Pamiętam jak Mariusz Grzegorzek w jednym z odcinków "Mojego gustu filmowego" wspominał o - wspaniałej zresztą - kreacji Daniela Day Lewisa w filmie "Aż poleje się krew". Mówił, że dla niego jest to "metarola, rola niedościgła". Ja takie właśnie odczucia mam odnośnie roli Diane Lane, która w tym obrazie jest absolutnie wszystkim. Jest seksem, niepewnością, strachem, kłamstwem, szaleństwem i rozdarciem. Napięcie między nią, a obydwoma mężczyznami wprost wbija w fotel i przytłacza, jest tak przejmujące, że aż momentami nieprzyjemne. Sama kompozycja filmu to też mistrzostwo, niczym sztuka w dwóch aktach, zresztą ten film to świetny materiał na sztukę. Owszem, pojawiło się kilka kiczowatych scen, niektóre dialogi wydawały mi się lekko nierzeczywiste, ale to już kwestia wrażliwości i może nawet kwestia tego, jak samemu doświadcza się pożądania. Jednak te drobne mankamenty zupełnie nikną, kiedy otrzymujemy tak kompletną, choć nie pozbawioną niedopowiedzeń, całość. Od kiedy wystawiłem ostatnie 10/10, minęło prawie 5 lat i dokładnie 719 filmów. Warto było czekać.

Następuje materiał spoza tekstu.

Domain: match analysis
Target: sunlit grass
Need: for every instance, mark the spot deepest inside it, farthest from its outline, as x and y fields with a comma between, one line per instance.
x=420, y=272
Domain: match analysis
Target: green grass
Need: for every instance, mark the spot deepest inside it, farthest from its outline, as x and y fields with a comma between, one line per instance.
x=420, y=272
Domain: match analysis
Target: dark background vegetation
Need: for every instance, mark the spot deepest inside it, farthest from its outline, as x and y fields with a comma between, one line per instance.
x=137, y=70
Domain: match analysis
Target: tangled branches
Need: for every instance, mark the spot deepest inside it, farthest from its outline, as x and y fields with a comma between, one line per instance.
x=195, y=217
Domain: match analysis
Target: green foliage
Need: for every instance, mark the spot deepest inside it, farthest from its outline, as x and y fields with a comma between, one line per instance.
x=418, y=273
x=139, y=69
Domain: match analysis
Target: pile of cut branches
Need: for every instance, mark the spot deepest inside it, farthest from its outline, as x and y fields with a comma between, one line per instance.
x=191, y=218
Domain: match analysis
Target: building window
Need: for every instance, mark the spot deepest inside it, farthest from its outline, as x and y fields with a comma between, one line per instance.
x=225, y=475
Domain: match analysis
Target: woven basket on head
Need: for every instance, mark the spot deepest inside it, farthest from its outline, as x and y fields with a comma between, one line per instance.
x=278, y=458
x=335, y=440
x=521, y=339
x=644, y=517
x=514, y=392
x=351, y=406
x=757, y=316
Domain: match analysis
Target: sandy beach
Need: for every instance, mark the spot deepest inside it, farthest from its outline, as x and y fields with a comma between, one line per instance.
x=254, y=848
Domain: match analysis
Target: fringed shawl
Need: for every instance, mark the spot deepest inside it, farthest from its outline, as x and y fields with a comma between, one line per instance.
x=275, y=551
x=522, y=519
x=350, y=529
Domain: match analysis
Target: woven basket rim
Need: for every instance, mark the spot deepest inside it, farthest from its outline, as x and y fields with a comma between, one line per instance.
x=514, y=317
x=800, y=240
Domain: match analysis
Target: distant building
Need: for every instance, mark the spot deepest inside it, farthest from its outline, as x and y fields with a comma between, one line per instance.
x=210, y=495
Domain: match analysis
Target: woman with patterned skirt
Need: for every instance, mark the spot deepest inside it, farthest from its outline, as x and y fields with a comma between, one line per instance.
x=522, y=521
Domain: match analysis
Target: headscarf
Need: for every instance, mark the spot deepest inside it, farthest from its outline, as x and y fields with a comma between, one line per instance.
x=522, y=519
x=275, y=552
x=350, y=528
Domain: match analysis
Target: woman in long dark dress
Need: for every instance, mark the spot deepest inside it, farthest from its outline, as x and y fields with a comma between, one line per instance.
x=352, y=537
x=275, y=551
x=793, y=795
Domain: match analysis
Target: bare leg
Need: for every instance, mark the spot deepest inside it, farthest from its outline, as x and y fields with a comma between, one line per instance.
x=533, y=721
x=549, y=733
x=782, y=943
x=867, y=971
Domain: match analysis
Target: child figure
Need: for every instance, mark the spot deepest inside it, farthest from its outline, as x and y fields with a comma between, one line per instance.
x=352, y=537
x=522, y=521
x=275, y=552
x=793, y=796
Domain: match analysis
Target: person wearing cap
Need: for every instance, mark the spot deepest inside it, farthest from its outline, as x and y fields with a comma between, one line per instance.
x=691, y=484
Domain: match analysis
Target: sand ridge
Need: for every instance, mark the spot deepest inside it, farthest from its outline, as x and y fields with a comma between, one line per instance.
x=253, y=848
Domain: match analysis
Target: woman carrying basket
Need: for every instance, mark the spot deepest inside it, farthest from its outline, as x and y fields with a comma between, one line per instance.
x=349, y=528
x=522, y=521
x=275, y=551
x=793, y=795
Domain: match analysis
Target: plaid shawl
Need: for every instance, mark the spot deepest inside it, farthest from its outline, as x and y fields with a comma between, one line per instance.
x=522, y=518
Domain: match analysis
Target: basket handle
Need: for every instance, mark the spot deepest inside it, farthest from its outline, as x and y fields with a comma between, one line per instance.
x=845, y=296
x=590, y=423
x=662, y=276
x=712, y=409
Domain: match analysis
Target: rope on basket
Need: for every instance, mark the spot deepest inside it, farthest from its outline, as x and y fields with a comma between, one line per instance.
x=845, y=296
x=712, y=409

Zgadzam sie, mam takie same odczucia co do gry Diane Lane, jest tak cudownie naturalna, widac kazde jej odczucie na twarzy i na ciele, jest cudowna w tej roli, w ogole film zrobil na mnie wrazenie, moze nie na 10, ale jednak, ogladalam go jednym tchem...
Bez przesady z tą niedościgłą rolą. Tak powinni po prostu grać aktorzy, od tego oni są, od tego są oni ;) Zagrane tak jak trzeba i tyla.
Oj, oj. :) Aktorzy są od grania? Zgoda. Tyle, że lista kończy nam się na kilkuset nazwiskach. Jak zatem nazwać wielesettysięczną resztę? Z szacunku dla zawodu aktorskiego?